Celtic Tiger-era legal costs now fuelling rising insurance bills
Published 12/04/2016 | 02:30
Legal services costs have remained stubbornly high despite the impact of the recession, according to the Government's competitiveness adviser.
And the stinging rise in insurance premiums is now being linked to the high legal costs.
Prices for legal services failed to decrease significantly following the collapse of the Celtic Tiger and have now risen to their highest level in six years, the advisory body says.
The analysis is contained in a National Competitiveness Council report for Jobs Minister Richard Bruton, released to the Irish Independent under the Freedom of Information Act.
"Throughout the recession, and relative to other professions, prices for legal services in Ireland proved extremely sticky and did not adjust downward to the degree that might have been expected, given economic circumstances," the report said.
But the claims have sparked a furious row, with the Law Society disputing the accuracy of figures cited by the council and insisting legal fees have been significantly reduced.
CSO data published in a separate council bulletin suggest that legal costs in the third quarter of last year were on a par with those seen just before the crash in 2008.
The bulletin said prices last autumn were 5.8pc higher than in 2010. In comparison, accountancy costs had slumped 8pc in the same period, it said.
Insurers claim higher-than-expected damages awards and legal costs are fuelling the 30pc rise in premiums in the past year.

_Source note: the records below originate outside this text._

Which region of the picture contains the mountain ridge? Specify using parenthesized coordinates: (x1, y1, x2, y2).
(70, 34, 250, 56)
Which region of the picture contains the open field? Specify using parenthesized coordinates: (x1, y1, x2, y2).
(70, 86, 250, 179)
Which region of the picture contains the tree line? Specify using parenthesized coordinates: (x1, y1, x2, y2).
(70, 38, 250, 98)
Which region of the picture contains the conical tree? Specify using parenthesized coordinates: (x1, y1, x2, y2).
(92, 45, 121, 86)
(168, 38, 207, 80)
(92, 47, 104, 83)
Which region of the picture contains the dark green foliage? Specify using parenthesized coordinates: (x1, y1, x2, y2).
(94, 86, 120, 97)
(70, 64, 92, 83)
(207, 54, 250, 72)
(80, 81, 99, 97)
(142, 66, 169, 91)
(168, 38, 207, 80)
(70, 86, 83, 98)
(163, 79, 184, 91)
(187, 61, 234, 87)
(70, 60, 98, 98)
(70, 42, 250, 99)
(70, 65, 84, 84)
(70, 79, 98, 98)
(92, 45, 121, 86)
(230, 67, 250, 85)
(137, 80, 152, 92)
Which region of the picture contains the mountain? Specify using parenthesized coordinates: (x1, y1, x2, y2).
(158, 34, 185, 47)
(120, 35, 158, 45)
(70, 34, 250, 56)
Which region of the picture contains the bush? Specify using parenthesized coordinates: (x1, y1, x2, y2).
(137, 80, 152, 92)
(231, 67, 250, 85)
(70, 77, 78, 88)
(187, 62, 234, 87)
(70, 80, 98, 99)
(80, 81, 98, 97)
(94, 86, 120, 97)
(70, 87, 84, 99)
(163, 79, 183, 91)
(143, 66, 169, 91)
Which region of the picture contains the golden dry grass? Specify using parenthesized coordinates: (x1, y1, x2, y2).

Mr Bruton is seeking to cut back on the level of insurance claim cases ending up in the courts. He met with the President of the High Court, Mr Justice Peter Kelly, earlier this year in an effort to get judicial support for new compensation guidelines, known as the 'book of quantum', due this summer.
Officials said the minister hoped that if judges abided by the guidelines, claimants would be discouraged from going to court and seeking higher awards than those available through the Personal Injuries Assessment Board (PIAB).
However, the council has cautioned the new guidelines being developed by independent consultants on behalf of PIAB "could result in higher costs and ultimately higher premiums". It suggested the new book of quantum should be complemented by a benchmarking exercise, comparing Irish award levels with those in other EU countries.
Law Society director general Ken Murphy hit out at the statistics used by the council, saying the figures were based on a sample of just 16 solicitors' firms out of 2,220 in practice. The council acknowledged in the bulletin that efforts were required to expand the sample.
Mr Murphy cited a report that the Law Society commissioned from Fitzpatrick Associates, which found that gross incomes for self-employed solicitors fell by 43pc between 2007 and 2012 and employee numbers decreased by a fifth between 2008 and 2012.
"Legal fees are not driving up insurance costs," he said. "Blaming the legal profession for increases in insurance premiums is a complete red herring. Indeed, we have seen legal costs go down."
Mr Murphy said years of undercharging and under-reserving in the insurance industry were to blame for the recent hikes in insurance premiums.